Pour la première fois sous la Ve République, les onze candidats à la présidentielle vont débattre ensemble. Ruth Elkrief et Laurence Ferrari, les "gardiennes de but" (comme les appelle le réalisateur), animent le débat. Elles seraient "préparées à être attaquées", les journalistes n’ayant pas bonne presse, si l’on peut dire, dans cette campagne électorale.

C’est parti ! Juste avant, Philippe Poutou s’est distingué en refusant de participer à la photo de famille : il n’en fait pas partie et veut le montrer. Durant toute l’émission, il assume sa différence. Dans son langage comme dans son attitude. Il se retourne souvent pour parler à ses supporters les plus proches – au NPA, on travaille collectif –, lance "Ce n’est pas parce que je n’ai pas de cravate qu’il faut me couper", accuse les policiers de "faire chier les jeunes", reproche à François Fillon et à Marine Le Pen de "piquer dans les caisses".

À part l’impolitesse chronique du candidat trotskiste – qui ferait croire, à tort, que les ouvriers n’ont aucune éducation –, on n’a pas appris grand-chose de nouveau dans ce débat marathon. François Fillon, Marine Le Pen, Emmanuel Macron, Jean-Luc Mélenchon, Benoît Hamon et même Nicolas Dupont-Aignan – visiblement heureux de jouer pour une fois dans la cour des grands – ont pu évoquer une partie de leur programme.

Les deux candidats d’extrême gauche ont montré qu’ils étaient à la fois communistes et internationalistes, anticapitalistes et partisans d’une lutte des classes qu’on pensait révolue. De bons révolutionnaires qu’on n’aimerait cependant pas rencontrer au coin de la rue, le Grand Soir.

Les autres petits candidats, comme on les appelle injustement, ont à peu près tiré leur épingle du jeu. Jacques Cheminade n’a pas laissé un souvenir impérissable de ses deux premières campagnes. Il donne l’impression de répéter une leçon qu’il connaît par cœur.

On a pu remarquer la cohérence de François Asselineau, le candidat du Frexit, proche sur bien des points de Marine Le Pen, mais le ton plus sentencieux, comme il sied sans soute à un ancien haut fonctionnaire. Le plus attachant, avec son accent béarnais prononcé, c’est assurément Jean Lassalle. Comme on l’interroge sur l’exemplarité en politique, il répond avec gentillesse et un grand sourire : "Il y a des corrompus partout.
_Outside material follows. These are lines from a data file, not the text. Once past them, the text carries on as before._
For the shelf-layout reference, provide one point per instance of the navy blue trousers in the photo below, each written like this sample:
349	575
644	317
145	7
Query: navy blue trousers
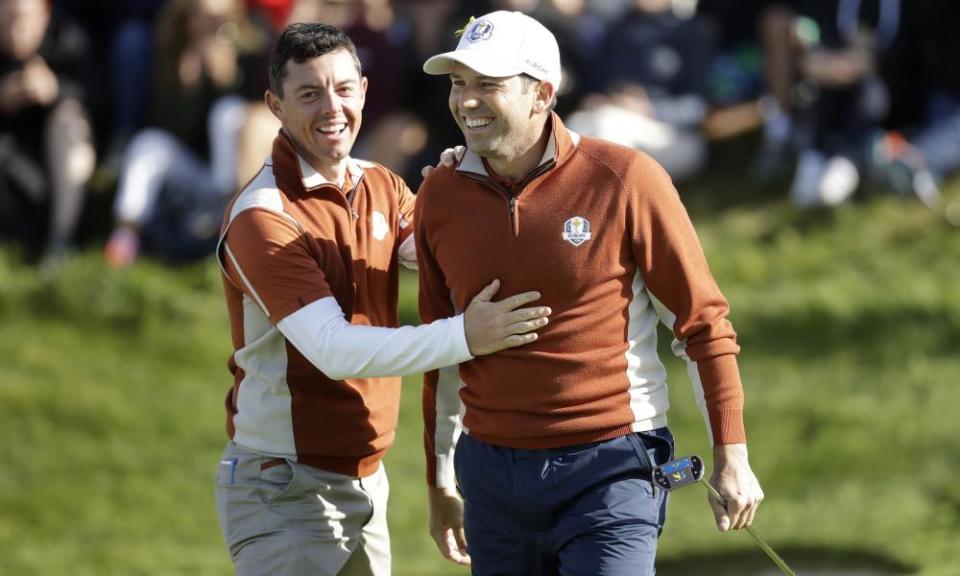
589	509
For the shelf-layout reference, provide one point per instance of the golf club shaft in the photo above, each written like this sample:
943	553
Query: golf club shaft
760	541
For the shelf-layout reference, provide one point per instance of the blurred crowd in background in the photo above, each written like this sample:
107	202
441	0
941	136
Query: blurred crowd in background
135	120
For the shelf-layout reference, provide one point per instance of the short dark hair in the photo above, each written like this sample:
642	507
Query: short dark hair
303	41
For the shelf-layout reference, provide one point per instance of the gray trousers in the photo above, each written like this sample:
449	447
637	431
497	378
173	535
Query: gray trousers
279	517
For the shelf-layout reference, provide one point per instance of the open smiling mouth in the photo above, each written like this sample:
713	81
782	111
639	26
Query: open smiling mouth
333	129
477	122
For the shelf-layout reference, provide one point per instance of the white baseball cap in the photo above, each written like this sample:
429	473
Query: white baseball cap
502	44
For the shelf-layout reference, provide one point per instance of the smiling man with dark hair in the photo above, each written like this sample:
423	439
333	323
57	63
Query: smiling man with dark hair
310	250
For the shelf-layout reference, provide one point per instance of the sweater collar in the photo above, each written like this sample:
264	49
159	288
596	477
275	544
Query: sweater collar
297	174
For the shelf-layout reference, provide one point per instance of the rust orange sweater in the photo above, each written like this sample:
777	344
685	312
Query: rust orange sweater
600	231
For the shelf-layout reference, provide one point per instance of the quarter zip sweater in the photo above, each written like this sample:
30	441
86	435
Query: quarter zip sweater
600	231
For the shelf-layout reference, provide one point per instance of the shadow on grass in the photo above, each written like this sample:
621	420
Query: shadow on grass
869	334
804	560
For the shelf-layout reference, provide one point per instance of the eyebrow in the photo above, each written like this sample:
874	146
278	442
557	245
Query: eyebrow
303	87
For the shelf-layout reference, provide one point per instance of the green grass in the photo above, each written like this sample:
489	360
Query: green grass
112	384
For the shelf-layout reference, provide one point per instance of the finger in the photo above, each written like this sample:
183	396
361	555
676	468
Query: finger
461	537
737	509
488	292
518	340
719	514
749	514
517	300
452	550
522	314
525	326
448	157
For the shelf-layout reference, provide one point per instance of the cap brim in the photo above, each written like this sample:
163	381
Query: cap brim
476	60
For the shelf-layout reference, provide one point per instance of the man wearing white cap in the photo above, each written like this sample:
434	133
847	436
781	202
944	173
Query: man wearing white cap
556	442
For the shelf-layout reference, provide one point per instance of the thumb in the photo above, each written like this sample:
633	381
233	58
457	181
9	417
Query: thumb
488	292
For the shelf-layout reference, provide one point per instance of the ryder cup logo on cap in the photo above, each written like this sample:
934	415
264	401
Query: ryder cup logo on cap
480	31
502	44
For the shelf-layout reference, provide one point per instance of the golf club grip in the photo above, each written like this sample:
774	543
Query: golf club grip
760	541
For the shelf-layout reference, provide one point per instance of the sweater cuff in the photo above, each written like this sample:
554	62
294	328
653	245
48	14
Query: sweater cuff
727	426
458	334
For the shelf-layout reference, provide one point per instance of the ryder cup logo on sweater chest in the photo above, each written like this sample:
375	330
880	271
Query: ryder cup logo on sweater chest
576	230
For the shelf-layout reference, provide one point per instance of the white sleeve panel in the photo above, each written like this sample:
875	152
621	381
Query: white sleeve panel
341	350
407	252
669	319
448	430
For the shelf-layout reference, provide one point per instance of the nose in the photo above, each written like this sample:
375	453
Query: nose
468	99
330	103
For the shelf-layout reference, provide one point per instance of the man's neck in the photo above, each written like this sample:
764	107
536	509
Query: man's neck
333	173
517	168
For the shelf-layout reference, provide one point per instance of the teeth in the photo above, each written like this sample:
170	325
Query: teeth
333	129
478	122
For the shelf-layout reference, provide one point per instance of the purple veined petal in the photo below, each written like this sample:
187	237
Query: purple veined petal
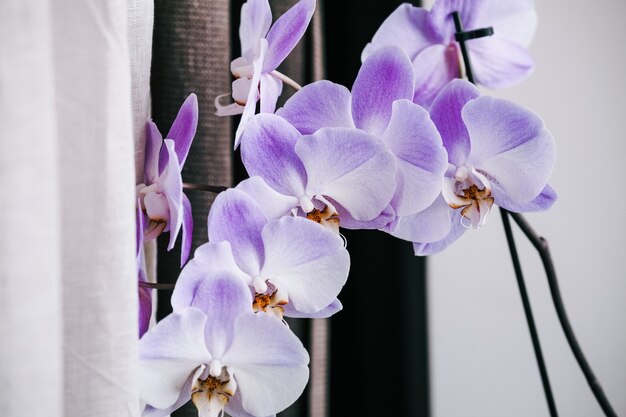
286	32
187	226
514	20
236	218
171	184
168	354
456	231
421	159
270	89
222	297
510	146
305	261
446	113
273	204
256	18
406	27
267	150
253	94
210	260
430	225
434	67
326	312
154	141
184	128
351	167
317	105
273	375
385	76
498	62
542	202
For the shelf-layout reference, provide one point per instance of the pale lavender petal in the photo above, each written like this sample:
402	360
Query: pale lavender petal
222	297
187	226
286	32
510	146
256	18
542	202
317	105
499	63
154	141
305	261
434	67
168	354
209	260
184	127
271	376
421	159
267	150
405	27
353	168
273	204
385	76
456	231
236	218
430	225
326	312
253	94
270	88
446	113
171	183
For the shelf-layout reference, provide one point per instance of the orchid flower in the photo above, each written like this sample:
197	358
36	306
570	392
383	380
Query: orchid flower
222	356
161	195
335	173
263	48
498	61
380	105
498	153
294	266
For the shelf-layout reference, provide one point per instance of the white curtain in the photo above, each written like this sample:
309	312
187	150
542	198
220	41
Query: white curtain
68	284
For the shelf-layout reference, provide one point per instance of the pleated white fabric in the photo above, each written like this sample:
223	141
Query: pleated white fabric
68	284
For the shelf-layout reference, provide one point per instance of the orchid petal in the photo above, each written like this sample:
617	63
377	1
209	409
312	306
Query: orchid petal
405	28
430	225
270	89
384	77
236	218
253	94
273	204
510	146
273	374
351	167
286	32
446	113
154	141
317	105
434	67
421	159
456	231
184	128
256	18
209	260
168	353
267	150
306	261
499	63
187	226
172	185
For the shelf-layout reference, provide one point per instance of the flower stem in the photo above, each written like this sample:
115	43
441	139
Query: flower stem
291	83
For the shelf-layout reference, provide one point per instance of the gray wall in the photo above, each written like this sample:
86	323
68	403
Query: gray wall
482	359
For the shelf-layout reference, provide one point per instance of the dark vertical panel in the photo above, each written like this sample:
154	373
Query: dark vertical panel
191	53
379	341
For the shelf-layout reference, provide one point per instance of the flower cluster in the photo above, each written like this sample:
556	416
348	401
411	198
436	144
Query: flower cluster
410	150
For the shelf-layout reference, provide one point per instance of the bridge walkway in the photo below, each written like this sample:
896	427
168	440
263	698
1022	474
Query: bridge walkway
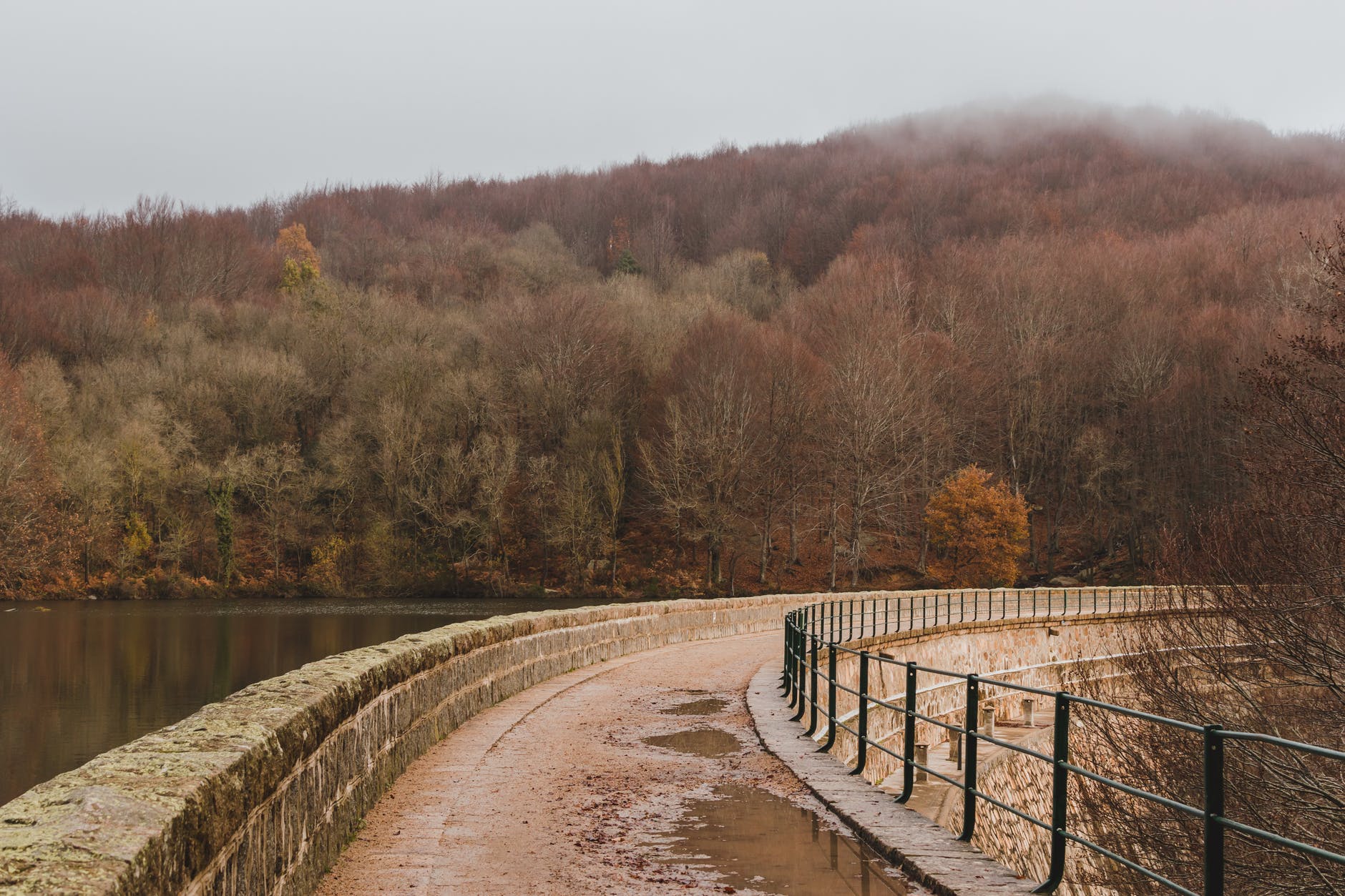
559	792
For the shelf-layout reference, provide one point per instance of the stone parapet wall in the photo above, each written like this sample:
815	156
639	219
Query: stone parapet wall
1039	653
258	793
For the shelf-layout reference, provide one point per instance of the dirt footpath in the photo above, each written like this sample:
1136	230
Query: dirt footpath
557	792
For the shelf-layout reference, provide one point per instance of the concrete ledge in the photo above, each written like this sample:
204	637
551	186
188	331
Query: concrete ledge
919	847
258	793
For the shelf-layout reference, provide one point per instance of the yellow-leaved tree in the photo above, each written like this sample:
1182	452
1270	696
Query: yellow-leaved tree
977	531
300	264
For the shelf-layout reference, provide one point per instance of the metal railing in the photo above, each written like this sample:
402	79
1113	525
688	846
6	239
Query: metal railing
817	636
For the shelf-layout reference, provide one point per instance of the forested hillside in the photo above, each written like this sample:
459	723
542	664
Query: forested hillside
745	370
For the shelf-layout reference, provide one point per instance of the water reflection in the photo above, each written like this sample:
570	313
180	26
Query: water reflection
760	842
79	679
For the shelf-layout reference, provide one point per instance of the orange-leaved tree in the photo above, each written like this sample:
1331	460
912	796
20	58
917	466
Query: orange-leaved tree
300	264
35	545
977	531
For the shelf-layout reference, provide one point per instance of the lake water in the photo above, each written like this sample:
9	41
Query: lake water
78	679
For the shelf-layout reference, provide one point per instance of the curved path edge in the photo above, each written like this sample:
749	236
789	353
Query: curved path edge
919	847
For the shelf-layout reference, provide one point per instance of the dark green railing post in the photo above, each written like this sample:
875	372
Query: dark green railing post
1059	795
791	651
831	700
969	781
813	704
802	691
908	737
863	722
1213	812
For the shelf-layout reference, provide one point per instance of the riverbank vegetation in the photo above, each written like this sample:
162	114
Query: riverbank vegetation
747	370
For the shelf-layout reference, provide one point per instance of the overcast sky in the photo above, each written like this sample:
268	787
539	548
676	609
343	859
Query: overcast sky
230	102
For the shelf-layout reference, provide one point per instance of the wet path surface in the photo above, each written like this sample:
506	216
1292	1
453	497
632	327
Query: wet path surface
642	775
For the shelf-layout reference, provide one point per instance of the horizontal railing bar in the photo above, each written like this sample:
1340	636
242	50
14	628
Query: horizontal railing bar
1025	751
1279	742
1276	839
1135	714
822	626
1129	864
1137	792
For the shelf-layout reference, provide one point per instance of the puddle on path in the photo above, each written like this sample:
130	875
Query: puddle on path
706	707
710	743
764	844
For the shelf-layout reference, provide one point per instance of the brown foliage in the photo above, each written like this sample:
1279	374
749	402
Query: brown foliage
977	531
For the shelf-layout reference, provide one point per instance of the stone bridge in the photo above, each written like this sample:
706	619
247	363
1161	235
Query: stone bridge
263	792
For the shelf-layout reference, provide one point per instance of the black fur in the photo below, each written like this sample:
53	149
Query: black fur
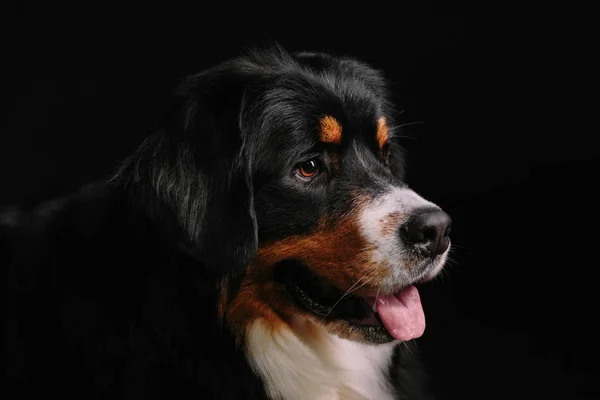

Peut-être, même, il y en a chez les journalistes…"

Ce débat a duré plus de 3 heures 30. Les visages tendus du début sont fatigués à l’arrivée. Benoît Hamon pique une petite colère : Marine Le Pen parle plus que lui, Ruth Elkrief doit "faire la police". Philippe Poutou et Nathalie Arthaud s’adressent exclusivement aux travailleurs, aux exploités. Utopiques dans leur rêve, mais si d’aventure ils arrivaient un jour au pouvoir… Jean-Luc Mélenchon, en comparaison, qui prône une révolution pacifique, apparaît comme un vieux sage rassurant.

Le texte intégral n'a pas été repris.